COVID-19 has severely strained a social safety net that already struggled to meet demand. It also has revealed the financial vulnerability of many CBOs, which often operate on razor-thin margins and rely on support from a patchwork of grants, donations, and government contracts that rarely cover actual program costs. This lack of adequate and flexible capital impedes service expansion and long-term sustainability. By expanding VOA’s capacity to engage in value-based purchasing arrangements and achieve consistent revenue streams, Humana and Quantified Ventures will support FFR program stability, planning, and growth.

“Humana is boldly stepping in to engage as a sustainability partner to CBOs that – now more than ever – are critical to restoring wellbeing and health in their communities. This is exactly the type of corporate leadership and flexible capital our communities need right now to solve big challenges,” said Eric Letsinger, CEO of Quantified Ventures. “We are thrilled to be deepening our partnership with Humana and look forward to continuing our work with innovative CBOs like Volunteers of America.”
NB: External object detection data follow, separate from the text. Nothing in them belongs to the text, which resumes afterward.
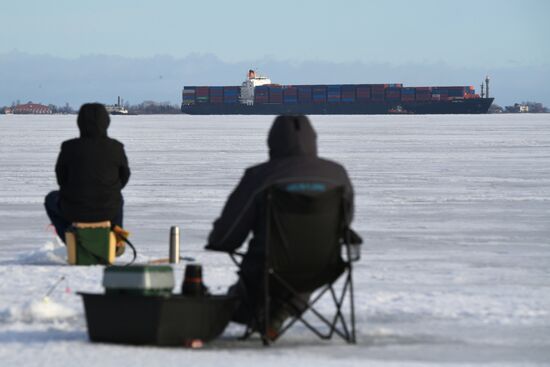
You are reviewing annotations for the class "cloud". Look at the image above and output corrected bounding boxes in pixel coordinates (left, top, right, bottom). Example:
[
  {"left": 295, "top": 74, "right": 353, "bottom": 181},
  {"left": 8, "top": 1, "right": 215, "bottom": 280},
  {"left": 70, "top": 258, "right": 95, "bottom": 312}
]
[{"left": 0, "top": 51, "right": 550, "bottom": 107}]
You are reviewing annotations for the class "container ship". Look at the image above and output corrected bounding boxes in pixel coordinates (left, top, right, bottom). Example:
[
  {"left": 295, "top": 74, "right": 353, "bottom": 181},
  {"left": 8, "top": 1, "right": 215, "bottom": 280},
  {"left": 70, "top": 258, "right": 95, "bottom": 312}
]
[{"left": 181, "top": 70, "right": 493, "bottom": 115}]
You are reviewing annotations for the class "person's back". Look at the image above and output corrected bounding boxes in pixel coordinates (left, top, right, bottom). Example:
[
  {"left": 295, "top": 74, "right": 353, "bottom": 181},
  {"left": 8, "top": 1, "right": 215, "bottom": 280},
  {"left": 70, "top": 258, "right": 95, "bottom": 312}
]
[
  {"left": 46, "top": 103, "right": 130, "bottom": 242},
  {"left": 206, "top": 116, "right": 353, "bottom": 328}
]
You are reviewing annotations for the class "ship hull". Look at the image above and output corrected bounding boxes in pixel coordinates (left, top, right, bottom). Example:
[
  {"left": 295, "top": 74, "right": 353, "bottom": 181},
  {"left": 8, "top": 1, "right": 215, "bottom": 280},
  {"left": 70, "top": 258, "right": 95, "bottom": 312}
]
[{"left": 181, "top": 98, "right": 493, "bottom": 115}]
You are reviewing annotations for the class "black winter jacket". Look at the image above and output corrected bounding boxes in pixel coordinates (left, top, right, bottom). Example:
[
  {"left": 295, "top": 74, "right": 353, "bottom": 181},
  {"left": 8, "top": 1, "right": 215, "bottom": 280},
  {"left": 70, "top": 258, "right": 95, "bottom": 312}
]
[
  {"left": 55, "top": 103, "right": 130, "bottom": 222},
  {"left": 205, "top": 116, "right": 353, "bottom": 277}
]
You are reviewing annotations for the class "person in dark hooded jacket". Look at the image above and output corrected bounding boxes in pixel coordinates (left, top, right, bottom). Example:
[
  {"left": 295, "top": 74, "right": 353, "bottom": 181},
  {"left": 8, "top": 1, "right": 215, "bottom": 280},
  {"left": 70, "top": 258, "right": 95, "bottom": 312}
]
[
  {"left": 44, "top": 103, "right": 130, "bottom": 240},
  {"left": 205, "top": 116, "right": 353, "bottom": 330}
]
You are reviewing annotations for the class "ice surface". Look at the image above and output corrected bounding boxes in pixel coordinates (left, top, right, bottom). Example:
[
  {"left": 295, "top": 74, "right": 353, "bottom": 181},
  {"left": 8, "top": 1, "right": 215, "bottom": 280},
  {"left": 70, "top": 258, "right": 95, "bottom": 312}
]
[{"left": 0, "top": 115, "right": 550, "bottom": 366}]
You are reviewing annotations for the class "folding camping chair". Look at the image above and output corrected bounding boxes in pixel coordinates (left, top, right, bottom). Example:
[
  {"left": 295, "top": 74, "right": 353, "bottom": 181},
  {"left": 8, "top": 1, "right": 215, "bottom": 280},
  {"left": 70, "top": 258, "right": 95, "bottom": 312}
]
[{"left": 231, "top": 186, "right": 360, "bottom": 345}]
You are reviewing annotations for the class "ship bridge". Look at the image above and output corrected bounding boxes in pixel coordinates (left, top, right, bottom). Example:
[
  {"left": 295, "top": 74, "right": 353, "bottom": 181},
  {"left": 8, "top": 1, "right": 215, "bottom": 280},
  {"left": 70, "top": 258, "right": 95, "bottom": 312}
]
[{"left": 240, "top": 70, "right": 271, "bottom": 106}]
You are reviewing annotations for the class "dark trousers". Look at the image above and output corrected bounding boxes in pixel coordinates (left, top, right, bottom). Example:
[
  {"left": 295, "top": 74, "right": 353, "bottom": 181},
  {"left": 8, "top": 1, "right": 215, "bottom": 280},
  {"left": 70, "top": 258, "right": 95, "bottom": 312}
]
[{"left": 44, "top": 191, "right": 124, "bottom": 242}]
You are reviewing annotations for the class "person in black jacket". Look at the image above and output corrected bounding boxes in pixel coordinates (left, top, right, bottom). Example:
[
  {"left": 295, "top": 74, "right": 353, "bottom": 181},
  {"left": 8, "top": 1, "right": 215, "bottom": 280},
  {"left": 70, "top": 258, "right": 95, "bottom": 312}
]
[
  {"left": 44, "top": 103, "right": 130, "bottom": 241},
  {"left": 205, "top": 116, "right": 353, "bottom": 334}
]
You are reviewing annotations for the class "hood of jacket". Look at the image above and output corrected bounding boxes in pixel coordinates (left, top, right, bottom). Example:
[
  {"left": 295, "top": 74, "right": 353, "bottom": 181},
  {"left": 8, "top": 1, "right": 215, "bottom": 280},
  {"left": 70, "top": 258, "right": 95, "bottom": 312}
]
[
  {"left": 77, "top": 103, "right": 111, "bottom": 138},
  {"left": 267, "top": 115, "right": 317, "bottom": 159}
]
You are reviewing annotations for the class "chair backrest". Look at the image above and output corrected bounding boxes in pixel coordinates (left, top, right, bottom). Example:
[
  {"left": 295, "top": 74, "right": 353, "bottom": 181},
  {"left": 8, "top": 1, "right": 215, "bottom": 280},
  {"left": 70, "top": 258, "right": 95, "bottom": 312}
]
[{"left": 266, "top": 186, "right": 345, "bottom": 291}]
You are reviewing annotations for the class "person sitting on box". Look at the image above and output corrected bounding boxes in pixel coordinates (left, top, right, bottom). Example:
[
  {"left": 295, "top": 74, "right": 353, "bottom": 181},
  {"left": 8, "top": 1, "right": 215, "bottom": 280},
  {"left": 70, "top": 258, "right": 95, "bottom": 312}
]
[{"left": 44, "top": 103, "right": 130, "bottom": 252}]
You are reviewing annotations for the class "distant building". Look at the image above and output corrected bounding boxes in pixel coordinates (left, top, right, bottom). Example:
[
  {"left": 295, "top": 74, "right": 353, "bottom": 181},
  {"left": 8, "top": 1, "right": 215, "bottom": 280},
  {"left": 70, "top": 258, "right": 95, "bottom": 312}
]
[{"left": 12, "top": 102, "right": 52, "bottom": 115}]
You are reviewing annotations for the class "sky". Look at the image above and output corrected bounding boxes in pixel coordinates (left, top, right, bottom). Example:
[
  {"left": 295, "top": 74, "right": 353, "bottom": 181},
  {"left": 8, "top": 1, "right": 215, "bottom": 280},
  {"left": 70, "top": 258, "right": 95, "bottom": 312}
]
[{"left": 0, "top": 0, "right": 550, "bottom": 105}]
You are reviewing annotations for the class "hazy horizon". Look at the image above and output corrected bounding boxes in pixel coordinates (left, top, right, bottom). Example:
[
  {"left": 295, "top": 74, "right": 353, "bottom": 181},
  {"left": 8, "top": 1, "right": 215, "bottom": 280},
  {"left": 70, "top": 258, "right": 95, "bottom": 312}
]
[
  {"left": 0, "top": 50, "right": 550, "bottom": 107},
  {"left": 0, "top": 0, "right": 550, "bottom": 106}
]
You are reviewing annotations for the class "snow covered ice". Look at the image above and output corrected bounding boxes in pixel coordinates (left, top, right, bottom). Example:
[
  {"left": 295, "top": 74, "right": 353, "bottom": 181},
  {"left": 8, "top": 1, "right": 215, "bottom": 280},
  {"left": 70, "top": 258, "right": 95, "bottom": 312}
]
[{"left": 0, "top": 115, "right": 550, "bottom": 367}]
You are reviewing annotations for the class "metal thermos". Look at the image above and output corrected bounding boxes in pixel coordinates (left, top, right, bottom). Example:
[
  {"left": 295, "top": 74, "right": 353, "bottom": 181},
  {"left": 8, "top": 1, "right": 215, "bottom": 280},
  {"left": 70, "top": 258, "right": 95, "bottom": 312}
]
[{"left": 168, "top": 226, "right": 180, "bottom": 264}]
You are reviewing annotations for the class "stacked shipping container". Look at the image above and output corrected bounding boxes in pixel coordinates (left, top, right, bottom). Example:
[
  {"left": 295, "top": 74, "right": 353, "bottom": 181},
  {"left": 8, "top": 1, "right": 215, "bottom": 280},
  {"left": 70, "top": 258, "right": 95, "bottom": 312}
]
[
  {"left": 187, "top": 84, "right": 477, "bottom": 105},
  {"left": 223, "top": 87, "right": 241, "bottom": 103}
]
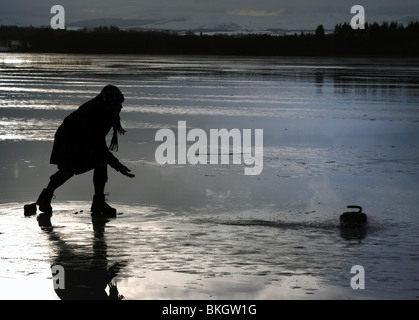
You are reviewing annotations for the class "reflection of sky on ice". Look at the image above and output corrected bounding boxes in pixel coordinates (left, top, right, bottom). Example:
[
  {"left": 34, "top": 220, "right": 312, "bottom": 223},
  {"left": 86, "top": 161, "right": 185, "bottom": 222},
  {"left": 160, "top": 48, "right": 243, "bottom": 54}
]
[{"left": 0, "top": 54, "right": 419, "bottom": 299}]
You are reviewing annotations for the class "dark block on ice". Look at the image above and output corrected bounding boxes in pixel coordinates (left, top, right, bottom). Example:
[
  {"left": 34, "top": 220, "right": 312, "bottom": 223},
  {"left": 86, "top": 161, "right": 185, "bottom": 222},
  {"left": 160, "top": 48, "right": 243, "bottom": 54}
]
[
  {"left": 23, "top": 203, "right": 36, "bottom": 217},
  {"left": 340, "top": 206, "right": 367, "bottom": 228}
]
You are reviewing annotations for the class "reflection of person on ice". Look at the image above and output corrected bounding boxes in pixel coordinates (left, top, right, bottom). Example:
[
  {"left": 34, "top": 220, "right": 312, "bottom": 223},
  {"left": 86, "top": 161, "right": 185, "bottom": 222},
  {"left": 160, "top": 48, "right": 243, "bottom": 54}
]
[{"left": 36, "top": 85, "right": 134, "bottom": 215}]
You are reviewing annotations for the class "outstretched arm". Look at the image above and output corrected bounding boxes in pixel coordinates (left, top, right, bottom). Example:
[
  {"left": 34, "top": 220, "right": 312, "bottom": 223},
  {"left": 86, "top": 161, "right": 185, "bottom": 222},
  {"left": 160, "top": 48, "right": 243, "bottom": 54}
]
[{"left": 119, "top": 164, "right": 135, "bottom": 178}]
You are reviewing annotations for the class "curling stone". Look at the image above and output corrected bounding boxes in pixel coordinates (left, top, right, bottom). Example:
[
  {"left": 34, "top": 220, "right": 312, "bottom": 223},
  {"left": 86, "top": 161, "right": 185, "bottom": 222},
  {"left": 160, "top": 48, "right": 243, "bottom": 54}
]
[
  {"left": 340, "top": 206, "right": 367, "bottom": 228},
  {"left": 23, "top": 203, "right": 36, "bottom": 217}
]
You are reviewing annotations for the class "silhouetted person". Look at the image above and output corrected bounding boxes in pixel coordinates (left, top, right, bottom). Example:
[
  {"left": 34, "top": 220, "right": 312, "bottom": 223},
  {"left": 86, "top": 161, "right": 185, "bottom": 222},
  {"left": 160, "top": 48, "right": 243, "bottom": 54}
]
[{"left": 36, "top": 85, "right": 134, "bottom": 215}]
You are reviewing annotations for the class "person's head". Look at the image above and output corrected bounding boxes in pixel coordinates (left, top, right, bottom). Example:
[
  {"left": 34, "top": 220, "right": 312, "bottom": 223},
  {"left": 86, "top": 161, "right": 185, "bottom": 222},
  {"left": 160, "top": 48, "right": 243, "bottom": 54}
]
[{"left": 100, "top": 84, "right": 125, "bottom": 114}]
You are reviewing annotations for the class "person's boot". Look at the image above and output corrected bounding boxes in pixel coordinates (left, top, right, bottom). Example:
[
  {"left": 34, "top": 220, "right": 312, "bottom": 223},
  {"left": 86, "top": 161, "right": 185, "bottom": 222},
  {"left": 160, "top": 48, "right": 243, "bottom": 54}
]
[
  {"left": 36, "top": 189, "right": 54, "bottom": 215},
  {"left": 90, "top": 195, "right": 116, "bottom": 217}
]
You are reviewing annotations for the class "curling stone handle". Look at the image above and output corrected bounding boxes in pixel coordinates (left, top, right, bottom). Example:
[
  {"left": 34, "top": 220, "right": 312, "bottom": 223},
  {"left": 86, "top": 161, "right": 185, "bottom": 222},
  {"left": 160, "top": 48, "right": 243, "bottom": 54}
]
[{"left": 347, "top": 206, "right": 362, "bottom": 212}]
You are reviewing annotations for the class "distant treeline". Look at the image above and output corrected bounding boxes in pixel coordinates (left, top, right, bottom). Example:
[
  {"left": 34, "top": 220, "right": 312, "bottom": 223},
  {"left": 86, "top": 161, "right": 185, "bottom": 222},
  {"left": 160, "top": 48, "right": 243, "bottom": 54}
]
[{"left": 0, "top": 22, "right": 419, "bottom": 56}]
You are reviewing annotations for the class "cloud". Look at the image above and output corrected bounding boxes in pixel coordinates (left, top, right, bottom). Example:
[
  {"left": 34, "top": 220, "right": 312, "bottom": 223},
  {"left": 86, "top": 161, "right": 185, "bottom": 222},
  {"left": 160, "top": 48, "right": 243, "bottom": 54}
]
[{"left": 227, "top": 9, "right": 285, "bottom": 17}]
In partnership, Humana and Quantified Ventures will:

  • Create a dedicated FFR Fund, a first-of-its-kind vehicle designed to deliver high-impact health outcomes for pregnant mothers in priority states. This fund is designed to encourage further investment to drive towards scale.
  • Structure payment models between Humana and partner CBOs that enable efficient and predictable scaling of priority community-based programs, starting with FFR.
  • Generate model programs and outcomes data to inform policies that seek to shift the balance of medical spending toward human services that address social determinants of health to improve population health and wellbeing.
  • Deliver meaningful improvements in health and wellbeing to the thousands of individuals receiving services to combat substance use disorder and other health-related social needs.